Figure 7. Maternal uterine expression of AM is localized to implantation sites.

(A–E) In situ hybridizations for AM gene expression in consecutive serial sections of an implantation site isolated from a wild-type cross at E5. The schematic diagram depicts the approximate location of the series of sections shown in A–E, which were each approximately 150 μm apart. Note the gradual increase in maternal uterine AM gene expression that peaked at the center of the implantation site in C next to the developing embryo. (F) High-power magnification of the implantation site shown in C. Note the presence of the embryo (e) and yolk sac cavity (ys). The fetal tissue is surrounded by a thin line of intense, punctuate staining, likely representative of mural TGCs. Maternal expression of AM can be visualized in the luminal epithelium (le) and surrounding stroma (s). H&E staining of wild-type placentas at E9.5 (G) and E14.5 (I), with corresponding in situ hybridizations of serial sections (H and J, respectively) showing robust AM expression in the maternal decidua (MD) compared with weak expression in the fetal placenta (FP). m, mesometrium.

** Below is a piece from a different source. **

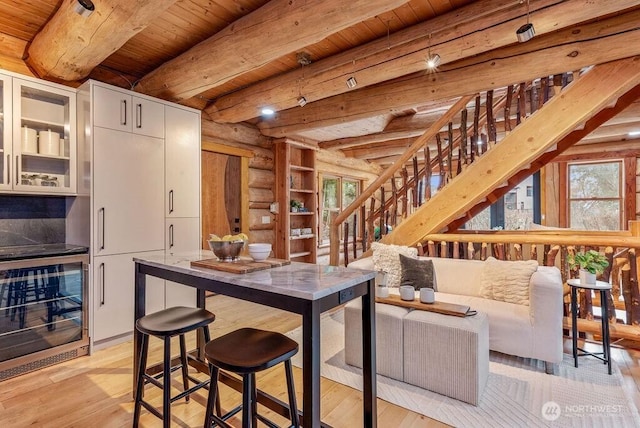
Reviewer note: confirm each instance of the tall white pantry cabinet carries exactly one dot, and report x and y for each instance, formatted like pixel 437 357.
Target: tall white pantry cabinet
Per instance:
pixel 141 171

Figure 8. Effects of maternal and fetal depletion of AM in pregnancy.

In wild-type mice (Normal), AM gene expression is highly and coordinately upregulated in the maternal uterine luminal epithelium and surrounding stroma as well as fetal trophectoderm cells at the time of implantation. Due to effective gene targeting of the AM gene, AM peptide secretion is reduced by 50% in the uterine wall of heterozygote females. This modest genetic reduction results in abnormal implantation spacing, morphological defects in placentation, FGR, and subsequent reduced fertility. Implanting blastocysts from AM^+/– intercrosses can be of 3 genotypes, AM^+/+, AM^+/–, or AM^–/–, and thus they contribute different amounts of AM peptide to the implantation site: 100%, 50%, or 0% of normal, respectively. Thus, the combined effects of maternal and fetal depletion of AM result in reduced and varying concentrations of AM peptide at the implantation site. While heterozygous loss of fetal AM does not significantly affect the incidence of FGR, a greater incidence of FGR is significantly associated with AM^–/–embryos, suggesting an essential function for the peptide during early embryonic development. ICM, inner cell mass.